Jabez East

Jabez East
Royston Crow, 2nd November 1917
The field over which Jabez East's 39th Division is believed to have advanced during the Third Battle of Ypres
Ann Rogers
The Menin Gate Memorial, Ypres
Commonwealth War Graves Commission
Private Jabez East's name on the Menin Gate Memorial
Ann Rogers
The Memorial Card for Jabez East
Poppies to commemorate the fallen in World War One, Tower of London, 2014
Daily Telegraph Newspapers

Jabez East was born around 1892 in Meldreth, the second son of Thomas East from Whaddon and Elizabeth Ann (nee Pateman) East of Melbourn. In 1901 Jabez’s father, Thomas, worked at the Atlas cement factory and the family lived in North End, Meldreth. The East’s eldest son, Alfred Thomas, (born in Whaddon), was a 13 year old kitchen boy; the younger children, Jabez, Frank and Emily G  (all born in Meldreth) were below working age. After leaving school, Jabez worked for Mr C W Farnham, a Meldreth corn merchant. He married Elsie Jackson on 10th April 1916 at Holy Trinity Church and their daughter, Elsie Kathleen, was born later that year, on 4th November. Elsie was baptised in the Church on 9th March 1917.

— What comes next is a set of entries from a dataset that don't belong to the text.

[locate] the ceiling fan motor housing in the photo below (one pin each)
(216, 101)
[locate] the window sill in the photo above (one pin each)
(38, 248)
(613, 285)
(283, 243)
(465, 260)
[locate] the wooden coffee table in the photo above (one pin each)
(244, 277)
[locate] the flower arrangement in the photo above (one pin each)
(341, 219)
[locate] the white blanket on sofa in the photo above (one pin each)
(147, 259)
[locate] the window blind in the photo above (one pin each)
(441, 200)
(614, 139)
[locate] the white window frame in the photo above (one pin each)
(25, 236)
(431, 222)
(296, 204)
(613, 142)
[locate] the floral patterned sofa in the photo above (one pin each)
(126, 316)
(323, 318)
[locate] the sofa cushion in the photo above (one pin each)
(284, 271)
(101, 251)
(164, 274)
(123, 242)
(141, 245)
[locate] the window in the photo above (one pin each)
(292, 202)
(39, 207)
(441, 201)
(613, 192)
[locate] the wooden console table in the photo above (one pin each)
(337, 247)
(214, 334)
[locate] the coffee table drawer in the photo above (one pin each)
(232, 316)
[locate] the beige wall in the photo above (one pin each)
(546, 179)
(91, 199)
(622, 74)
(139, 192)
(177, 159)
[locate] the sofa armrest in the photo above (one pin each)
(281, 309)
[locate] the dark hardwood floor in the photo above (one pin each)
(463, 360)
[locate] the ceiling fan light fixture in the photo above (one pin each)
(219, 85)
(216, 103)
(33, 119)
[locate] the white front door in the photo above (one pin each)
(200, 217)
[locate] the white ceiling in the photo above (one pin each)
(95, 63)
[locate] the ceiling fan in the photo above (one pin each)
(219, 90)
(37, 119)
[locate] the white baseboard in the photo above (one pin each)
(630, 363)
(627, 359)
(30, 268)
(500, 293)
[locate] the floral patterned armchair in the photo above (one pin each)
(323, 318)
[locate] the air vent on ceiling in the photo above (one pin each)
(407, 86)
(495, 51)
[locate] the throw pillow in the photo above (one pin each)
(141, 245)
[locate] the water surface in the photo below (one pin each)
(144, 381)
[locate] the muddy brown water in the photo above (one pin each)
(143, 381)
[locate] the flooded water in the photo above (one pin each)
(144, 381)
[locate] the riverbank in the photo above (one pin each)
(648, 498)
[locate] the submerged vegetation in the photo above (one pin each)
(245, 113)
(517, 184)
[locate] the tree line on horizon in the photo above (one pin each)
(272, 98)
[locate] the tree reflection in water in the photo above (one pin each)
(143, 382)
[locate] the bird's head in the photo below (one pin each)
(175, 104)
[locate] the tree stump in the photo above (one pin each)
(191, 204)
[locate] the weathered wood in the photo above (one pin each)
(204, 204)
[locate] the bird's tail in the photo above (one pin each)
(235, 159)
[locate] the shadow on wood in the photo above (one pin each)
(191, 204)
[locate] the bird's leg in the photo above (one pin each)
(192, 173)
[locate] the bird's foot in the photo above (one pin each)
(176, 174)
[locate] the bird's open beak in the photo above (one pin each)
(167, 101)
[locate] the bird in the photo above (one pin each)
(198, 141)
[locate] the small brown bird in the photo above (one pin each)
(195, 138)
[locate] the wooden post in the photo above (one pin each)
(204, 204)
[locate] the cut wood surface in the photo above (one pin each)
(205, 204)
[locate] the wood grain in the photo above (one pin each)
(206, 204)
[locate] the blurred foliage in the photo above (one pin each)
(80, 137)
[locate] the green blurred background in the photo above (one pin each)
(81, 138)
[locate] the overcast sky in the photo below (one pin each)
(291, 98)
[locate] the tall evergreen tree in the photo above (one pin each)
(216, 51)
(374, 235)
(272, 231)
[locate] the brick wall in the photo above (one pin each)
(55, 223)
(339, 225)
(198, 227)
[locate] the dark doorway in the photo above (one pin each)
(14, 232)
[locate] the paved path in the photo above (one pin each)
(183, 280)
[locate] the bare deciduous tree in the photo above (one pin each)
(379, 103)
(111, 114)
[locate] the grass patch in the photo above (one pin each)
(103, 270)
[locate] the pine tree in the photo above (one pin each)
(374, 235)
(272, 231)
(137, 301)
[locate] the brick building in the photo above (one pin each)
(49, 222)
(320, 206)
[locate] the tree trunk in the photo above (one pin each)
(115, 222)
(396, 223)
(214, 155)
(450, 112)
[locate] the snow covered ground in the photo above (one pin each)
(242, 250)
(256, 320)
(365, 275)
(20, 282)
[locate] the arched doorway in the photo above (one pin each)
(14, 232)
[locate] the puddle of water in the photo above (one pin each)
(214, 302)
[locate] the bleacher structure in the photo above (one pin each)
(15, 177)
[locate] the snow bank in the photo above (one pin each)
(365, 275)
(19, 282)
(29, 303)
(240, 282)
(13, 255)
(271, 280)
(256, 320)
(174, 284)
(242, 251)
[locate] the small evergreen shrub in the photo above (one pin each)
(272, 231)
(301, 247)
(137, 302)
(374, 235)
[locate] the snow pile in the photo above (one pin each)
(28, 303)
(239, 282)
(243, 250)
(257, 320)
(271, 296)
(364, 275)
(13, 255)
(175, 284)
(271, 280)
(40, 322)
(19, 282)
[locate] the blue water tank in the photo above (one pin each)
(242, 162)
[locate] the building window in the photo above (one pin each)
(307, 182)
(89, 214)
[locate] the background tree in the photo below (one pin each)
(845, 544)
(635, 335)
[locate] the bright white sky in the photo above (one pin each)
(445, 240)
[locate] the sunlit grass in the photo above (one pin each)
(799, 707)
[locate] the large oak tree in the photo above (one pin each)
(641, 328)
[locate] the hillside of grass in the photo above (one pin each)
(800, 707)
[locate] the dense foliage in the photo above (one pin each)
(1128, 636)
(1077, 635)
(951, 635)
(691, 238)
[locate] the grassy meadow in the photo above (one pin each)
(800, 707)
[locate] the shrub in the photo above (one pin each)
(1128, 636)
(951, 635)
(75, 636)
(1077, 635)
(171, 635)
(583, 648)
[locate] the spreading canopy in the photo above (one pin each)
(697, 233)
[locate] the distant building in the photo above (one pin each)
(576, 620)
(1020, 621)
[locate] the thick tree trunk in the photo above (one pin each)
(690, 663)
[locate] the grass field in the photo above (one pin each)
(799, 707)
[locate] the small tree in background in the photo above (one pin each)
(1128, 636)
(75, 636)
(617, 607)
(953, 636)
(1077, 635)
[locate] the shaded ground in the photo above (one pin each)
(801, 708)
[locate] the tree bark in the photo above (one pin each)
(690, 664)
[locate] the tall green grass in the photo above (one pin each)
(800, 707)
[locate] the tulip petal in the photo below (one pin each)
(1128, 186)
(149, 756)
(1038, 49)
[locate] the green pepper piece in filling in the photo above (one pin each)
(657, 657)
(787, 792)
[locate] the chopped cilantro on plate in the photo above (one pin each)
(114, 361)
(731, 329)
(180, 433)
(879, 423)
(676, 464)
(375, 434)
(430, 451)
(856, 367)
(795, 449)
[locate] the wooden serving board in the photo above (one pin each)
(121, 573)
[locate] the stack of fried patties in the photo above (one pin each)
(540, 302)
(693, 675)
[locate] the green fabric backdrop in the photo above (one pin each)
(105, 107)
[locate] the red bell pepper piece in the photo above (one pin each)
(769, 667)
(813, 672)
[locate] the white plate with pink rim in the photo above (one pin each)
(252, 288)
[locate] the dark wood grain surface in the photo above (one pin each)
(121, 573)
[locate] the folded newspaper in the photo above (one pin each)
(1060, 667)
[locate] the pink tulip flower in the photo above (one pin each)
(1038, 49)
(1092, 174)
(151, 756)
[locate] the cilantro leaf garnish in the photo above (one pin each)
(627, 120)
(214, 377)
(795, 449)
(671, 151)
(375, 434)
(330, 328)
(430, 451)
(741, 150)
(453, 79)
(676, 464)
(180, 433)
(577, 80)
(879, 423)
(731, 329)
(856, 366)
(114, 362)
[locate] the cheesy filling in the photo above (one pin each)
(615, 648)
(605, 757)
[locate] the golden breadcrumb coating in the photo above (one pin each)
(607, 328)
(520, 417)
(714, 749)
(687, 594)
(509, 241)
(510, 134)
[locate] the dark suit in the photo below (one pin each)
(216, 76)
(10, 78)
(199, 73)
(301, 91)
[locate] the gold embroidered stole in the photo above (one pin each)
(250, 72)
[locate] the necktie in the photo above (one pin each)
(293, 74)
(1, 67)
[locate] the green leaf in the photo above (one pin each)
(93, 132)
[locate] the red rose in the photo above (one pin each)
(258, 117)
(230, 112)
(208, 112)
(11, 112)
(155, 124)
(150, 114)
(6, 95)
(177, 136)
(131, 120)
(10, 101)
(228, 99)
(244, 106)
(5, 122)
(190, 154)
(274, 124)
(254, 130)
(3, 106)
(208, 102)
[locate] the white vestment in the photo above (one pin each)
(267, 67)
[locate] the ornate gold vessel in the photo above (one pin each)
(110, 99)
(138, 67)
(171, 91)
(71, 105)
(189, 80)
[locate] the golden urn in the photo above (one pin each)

In April 1916 Jabez enlisted as Private 6658 (later 327522) in the Cambridgeshire Regiment at Cambridge and joined the 1/1st battalion being sent to Tring in Buckinghamshire for training. His battalion was stationed at Cambridge as part of the East Midlands brigade of the East Anglian Division. It had been mobilised for war in February 1915, landing at Le Havre and joining the 82nd brigade of the 27th Division. Jabez left for France in July 1916 and was posted to the Western Front. That year his battalion saw action in an attack near Richebourg l’Avoue and was involved in the Battles of Thiepval Ridge and Ancre Heights. But by October 1916, Jabez had returned home suffering from septic poisoning to his face. After a period of treatment in Scotland and ten days recuperation at home (during which time his daughter, Elsie Kathleen was baptised) he was sent back to France again on 14th March 1917, in time for the Battle of Arras.

Private Jabez East was 24 years old when the third Battle of Ypres began on 31st July. This battle, according to the Commonwealth War Graves Commission, was an offensive mounted by Commonwealth forces to divert German attention from a weakened French front further south. The initial attempt in June to dislodge the Germans from the Messines Ridge was a complete success, but the main assault north-eastward, which began at the end of July, quickly became a dogged struggle against determined opposition and the rapidly deteriorating weather.

According to an account in the Cambridgeshire Regimental Record by Brigadier General E. Riddell and Colonel M.C. Clayton, published in February 1934, heavy rain had fallen on the two previous days and the attack was almost cancelled. Fighting began at 3.30 a.m. and Jabez’s Division – the 39th – advanced in the second wave of the British assault. After an initially straightforward start to the attack, they found themselves in an increasingly difficult battle. Having advanced past the first line of German trenches, they moved out of range of supporting British artillery and advanced onto the unbroken barbed wire defences.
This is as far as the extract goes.